Protestos em Portugal como em França? "A conjuntura é favorável, mas diria que não"
"Os tempos que vivemos justificam não a divisão, mas sim a união". É assim que Arménio Carlos, ex-secretário-geral da CGTP (de 2012 a 2020) olha para a atual conjuntura política e social em Portugal, após vários meses de contestação nas ruas por parte de vários setores.
Mas a posição de Arménio Carlos não significa necessariamente menor luta, esclarece ao DN o ex-secretário-geral da CGTP. Pelo contrário. "Creio que, neste momento, o que se justifica e exige é que todos juntem as suas forças e vontades para que se endireite o que é o essencial: melhorar as condições de vida e laborais, assumir o bem-estar das famílias como uma questão prioritária e, depois disso, não deixar de assumir a participação cívica", explica. Ou seja: "Efetivar a democracia participativa reclamando aquilo a que têm direito e exigindo que o governo os ouça."
O contexto nacional é, no entanto, parte de uma exceção. Isto porque um governo de maioria absoluta é bastante raro no conjunto dos 27 Estados-membros da União Europeia. E no caso da Grécia, por exemplo, a maioria da Nova Democracia do primeiro-ministro Kyriakos Mitsotakis pode estar em risco, uma vez que há eleições legislativas marcadas para o próximo mês de maio.
De resto, os Estados-membros ou têm governos minoritários (em França, por exemplo) ou de coligação (como na Alemanha, em que há um governo com três partidos).

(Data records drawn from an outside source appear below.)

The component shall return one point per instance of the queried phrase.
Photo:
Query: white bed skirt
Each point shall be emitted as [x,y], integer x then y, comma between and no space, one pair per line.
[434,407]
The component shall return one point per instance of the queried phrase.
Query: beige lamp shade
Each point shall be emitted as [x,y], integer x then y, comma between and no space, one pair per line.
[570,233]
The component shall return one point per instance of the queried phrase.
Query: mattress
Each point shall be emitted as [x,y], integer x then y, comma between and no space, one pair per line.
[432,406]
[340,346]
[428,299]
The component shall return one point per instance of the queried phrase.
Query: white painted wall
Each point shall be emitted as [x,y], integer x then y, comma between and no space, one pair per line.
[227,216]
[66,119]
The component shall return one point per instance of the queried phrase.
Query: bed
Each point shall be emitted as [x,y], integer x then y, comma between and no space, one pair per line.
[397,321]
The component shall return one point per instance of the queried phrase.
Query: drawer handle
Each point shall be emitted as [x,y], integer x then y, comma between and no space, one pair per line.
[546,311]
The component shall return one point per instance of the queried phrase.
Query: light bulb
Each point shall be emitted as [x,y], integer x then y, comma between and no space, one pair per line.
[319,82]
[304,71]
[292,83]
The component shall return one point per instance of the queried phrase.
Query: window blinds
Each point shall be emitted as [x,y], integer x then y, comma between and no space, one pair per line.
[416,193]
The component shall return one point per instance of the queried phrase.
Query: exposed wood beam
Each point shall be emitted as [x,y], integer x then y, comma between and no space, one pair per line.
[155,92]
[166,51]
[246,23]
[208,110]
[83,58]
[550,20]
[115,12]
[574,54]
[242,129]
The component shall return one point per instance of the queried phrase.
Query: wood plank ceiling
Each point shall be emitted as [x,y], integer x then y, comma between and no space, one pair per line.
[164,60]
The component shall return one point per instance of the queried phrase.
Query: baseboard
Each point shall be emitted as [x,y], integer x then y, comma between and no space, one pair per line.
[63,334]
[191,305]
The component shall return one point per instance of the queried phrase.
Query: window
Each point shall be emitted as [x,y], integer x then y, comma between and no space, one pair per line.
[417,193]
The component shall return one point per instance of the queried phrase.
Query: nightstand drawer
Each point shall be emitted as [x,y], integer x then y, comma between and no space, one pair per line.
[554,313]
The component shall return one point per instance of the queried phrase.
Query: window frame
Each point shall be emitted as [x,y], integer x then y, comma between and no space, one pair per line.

Em Portugal, a maioria absoluta de janeiro do ano passado surge após sete anos de governo do mesmo partido (PS). Significa isto que os protestos podem ter menos impacto por cá do que noutros contextos? "Tanto quanto nos apercebemos, a questão não remete para governos de maioria absoluta ou relativa", explica António Costa Pinto, professor universitário e investigador no Instituto de Ciências Sociais (ICS) da Universidade de Lisboa. No entanto, a conjuntura atual (maioria absoluta + inflação e aumento do custo de vida + habitação) "é favorável" a manifestações e protestos. "É uma conjuntura global de desvalorização salarial e, ao contrário de outras, é favorável ao aparecimento a estas questões. Num certo sentido, quando olhamos para trás, a época da troika era mais favorável, porque a diferença fundamental é que aí houve cortes salariais e, como todo nós sabemos, a inflação tem uma dinâmica diferente e mais diferenciada entre o público e o privado, por exemplo", analisa.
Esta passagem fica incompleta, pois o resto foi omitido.